The AMPLIFY model combines both a traditional financial market B2B platform and a blockchain-based financial B2C platform. This project plans to digitize all the assets within the supply chain finance system to increase market liquidity on a global scale. Through its on-chain governance protocol, AMPLIFY will establish a credit network that covers core enterprises and smaller units which include sub suppliers or non-core enterprises.
AMPLIFY’s Decentralized Supply Chain Financing Model
Having recently revealed its first MVP ‘Amplify 1.0’, this decentralized supply chain financing ecosystem is set to allow users to borrow and lend assets seamlessly. In fact, the process is as simple as selecting one’s preferred borrow or lend amount, after which an on-chain prompt from Metamask wallet will trigger the user to approve the transaction on-chain.
To sustain a decentralized architecture, AMPLIFY relies on its governance token ‘AMPT’ which is currently at its Initial Exchange Offering (IEO) stage on Emirex Exchange, under the Smart Fundraising Campaign (SFC) initiative.
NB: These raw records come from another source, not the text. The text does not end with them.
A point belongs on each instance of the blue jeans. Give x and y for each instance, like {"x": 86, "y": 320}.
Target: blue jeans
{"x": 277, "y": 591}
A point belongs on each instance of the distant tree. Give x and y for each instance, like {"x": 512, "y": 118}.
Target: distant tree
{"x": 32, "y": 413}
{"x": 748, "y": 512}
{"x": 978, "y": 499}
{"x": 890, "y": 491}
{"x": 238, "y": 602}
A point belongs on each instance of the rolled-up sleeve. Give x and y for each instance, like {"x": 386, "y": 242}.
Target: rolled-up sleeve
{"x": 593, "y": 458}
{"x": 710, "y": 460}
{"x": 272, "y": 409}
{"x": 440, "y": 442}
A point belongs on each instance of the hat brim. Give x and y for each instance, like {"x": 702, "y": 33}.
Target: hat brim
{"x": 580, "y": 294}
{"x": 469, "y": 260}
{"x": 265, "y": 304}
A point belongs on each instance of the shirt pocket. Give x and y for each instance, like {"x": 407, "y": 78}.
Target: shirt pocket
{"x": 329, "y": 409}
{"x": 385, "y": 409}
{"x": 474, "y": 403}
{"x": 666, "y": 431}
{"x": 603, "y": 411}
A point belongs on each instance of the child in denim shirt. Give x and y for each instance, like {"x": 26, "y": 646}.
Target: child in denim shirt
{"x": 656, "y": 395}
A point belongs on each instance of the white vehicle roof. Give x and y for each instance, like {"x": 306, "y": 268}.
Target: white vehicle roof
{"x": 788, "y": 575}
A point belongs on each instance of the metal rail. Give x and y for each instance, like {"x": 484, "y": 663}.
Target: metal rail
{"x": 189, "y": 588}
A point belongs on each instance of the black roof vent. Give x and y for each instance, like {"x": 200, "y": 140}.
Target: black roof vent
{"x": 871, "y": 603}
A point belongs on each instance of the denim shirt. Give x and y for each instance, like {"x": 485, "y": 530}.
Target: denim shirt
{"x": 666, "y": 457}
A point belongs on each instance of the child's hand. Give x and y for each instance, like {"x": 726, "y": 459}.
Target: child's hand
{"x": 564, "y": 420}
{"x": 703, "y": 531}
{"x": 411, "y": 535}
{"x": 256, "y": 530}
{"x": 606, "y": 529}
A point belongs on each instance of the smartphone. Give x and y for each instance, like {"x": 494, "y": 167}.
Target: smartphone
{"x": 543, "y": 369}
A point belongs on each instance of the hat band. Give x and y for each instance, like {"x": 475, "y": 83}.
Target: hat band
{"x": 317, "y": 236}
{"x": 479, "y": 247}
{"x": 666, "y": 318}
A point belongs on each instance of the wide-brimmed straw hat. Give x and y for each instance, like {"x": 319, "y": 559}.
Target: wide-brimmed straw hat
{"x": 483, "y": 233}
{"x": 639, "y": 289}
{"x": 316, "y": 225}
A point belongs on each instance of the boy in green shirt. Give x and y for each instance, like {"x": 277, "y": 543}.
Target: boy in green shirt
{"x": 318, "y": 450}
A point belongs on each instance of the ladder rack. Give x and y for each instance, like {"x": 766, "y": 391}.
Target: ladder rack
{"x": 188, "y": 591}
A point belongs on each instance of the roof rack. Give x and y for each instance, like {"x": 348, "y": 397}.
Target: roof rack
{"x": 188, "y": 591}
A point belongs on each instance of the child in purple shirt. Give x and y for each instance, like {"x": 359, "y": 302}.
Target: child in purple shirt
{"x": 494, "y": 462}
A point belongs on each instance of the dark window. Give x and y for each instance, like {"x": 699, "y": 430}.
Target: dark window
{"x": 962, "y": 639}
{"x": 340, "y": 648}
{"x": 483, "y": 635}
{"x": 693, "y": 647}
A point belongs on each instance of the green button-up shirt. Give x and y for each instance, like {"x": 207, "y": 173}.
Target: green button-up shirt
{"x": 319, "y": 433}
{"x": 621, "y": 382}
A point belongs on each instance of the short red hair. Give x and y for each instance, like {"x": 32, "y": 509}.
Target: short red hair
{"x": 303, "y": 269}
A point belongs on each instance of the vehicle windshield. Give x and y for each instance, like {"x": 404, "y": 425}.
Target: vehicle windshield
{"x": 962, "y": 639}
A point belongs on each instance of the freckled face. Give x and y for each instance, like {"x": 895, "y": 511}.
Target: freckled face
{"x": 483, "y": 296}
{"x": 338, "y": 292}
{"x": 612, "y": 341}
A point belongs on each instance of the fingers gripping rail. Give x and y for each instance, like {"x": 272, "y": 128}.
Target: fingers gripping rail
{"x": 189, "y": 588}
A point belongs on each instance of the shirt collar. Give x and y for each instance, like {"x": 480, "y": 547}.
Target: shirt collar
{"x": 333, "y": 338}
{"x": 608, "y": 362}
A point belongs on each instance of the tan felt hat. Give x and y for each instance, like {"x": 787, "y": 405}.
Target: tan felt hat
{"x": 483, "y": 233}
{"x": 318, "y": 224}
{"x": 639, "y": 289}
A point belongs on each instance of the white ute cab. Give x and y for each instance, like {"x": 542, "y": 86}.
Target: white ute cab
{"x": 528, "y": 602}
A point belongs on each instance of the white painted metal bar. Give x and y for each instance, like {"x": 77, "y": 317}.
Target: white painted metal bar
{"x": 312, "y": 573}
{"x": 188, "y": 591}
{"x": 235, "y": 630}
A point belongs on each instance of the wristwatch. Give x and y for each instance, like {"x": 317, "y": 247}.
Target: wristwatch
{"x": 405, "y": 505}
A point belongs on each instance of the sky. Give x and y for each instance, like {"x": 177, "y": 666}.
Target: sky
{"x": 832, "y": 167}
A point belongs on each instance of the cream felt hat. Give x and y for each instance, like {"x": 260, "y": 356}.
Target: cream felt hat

This token is built to act as a voting voice for the AMPLIFY community in future developments; they are also likely to benefit once its listed by prominent exchanges.
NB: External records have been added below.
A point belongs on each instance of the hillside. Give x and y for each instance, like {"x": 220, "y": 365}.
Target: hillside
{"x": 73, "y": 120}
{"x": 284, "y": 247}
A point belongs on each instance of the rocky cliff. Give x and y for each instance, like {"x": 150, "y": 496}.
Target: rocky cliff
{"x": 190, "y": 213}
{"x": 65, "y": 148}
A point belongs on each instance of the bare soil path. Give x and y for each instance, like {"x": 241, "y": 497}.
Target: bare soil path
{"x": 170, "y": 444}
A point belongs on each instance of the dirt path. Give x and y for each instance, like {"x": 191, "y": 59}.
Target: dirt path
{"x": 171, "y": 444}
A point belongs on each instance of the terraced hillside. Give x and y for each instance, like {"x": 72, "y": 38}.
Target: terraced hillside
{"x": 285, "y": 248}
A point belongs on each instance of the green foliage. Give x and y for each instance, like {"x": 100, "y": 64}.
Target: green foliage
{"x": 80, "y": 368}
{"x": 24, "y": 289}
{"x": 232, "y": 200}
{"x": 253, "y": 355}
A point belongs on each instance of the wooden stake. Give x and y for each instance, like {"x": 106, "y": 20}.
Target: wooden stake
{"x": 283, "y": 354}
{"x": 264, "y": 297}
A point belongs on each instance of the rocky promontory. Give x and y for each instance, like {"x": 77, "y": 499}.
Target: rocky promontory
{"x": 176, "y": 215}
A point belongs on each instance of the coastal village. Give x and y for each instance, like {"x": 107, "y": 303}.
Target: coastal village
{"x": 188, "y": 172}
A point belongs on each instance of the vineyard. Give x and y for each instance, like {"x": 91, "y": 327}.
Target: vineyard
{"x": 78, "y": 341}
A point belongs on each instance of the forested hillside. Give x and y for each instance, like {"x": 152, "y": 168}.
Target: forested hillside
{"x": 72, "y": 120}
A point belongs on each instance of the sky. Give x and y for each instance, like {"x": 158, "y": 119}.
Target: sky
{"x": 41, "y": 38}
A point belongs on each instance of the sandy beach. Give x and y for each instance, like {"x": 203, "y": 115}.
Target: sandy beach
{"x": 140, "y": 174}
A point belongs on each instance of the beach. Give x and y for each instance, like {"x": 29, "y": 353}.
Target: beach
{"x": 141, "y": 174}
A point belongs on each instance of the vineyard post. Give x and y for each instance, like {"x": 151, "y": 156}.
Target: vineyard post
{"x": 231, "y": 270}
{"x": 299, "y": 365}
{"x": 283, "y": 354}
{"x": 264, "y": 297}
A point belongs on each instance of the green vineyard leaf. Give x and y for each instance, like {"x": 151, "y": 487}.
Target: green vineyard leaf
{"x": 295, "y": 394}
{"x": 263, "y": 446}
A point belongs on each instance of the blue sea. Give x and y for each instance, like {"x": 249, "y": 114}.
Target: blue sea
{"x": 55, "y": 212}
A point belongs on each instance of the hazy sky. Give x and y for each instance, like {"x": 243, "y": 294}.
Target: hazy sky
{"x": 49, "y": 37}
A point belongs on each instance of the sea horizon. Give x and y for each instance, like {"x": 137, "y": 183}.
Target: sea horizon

Like most DeFi tokens, AMPT will incentivize liquidity mining in the AMPLIFY on-chain DeFi platform. These tokens will be used to reward decentralized participation through distribution while supporting a potentially long-term supply chain finance market. AMPLIFY plans on releasing the AMPT tokens through a curved auction based on Ethereum smart contracts.
The Future of DeFi
Although some might be of a different opinion, DeFi has proved critics wrong in its short period of existence. This upcoming niche pivots on the shortcomings of today’s financial markets; it is touted for being decentralized, automated, reliable and financially attractive. Unsurprisingly, the early DeFi innovators like AMPLIFY have plans to further extend their market products and outreach.
According to the project’s roadmap, they plan on expanding past the lending-only scenario to other operations such as revenue aggregation, insurance and trading. In addition to this, AMPLIFY’s Governance Association will commence to structure varied agreements including on-chain supplier financial transactions, off-chain asset digitization, enterprise on-chain and off-chain asset credit.
Given the value proposition in DeFi, its integration with the supply chain finance market could be a big boost for both industries. The two market structures can basically work hand in hand to eliminate existing inefficiencies in the current setup. DeFi innovations like AMPLIFY are well on track to fulfil a world where the two markets are complementary; this on-chain financing DeFi project is a good insight on how traditional finance B2B markets can increase value by integrating with blockchain-built B2C ecosystems.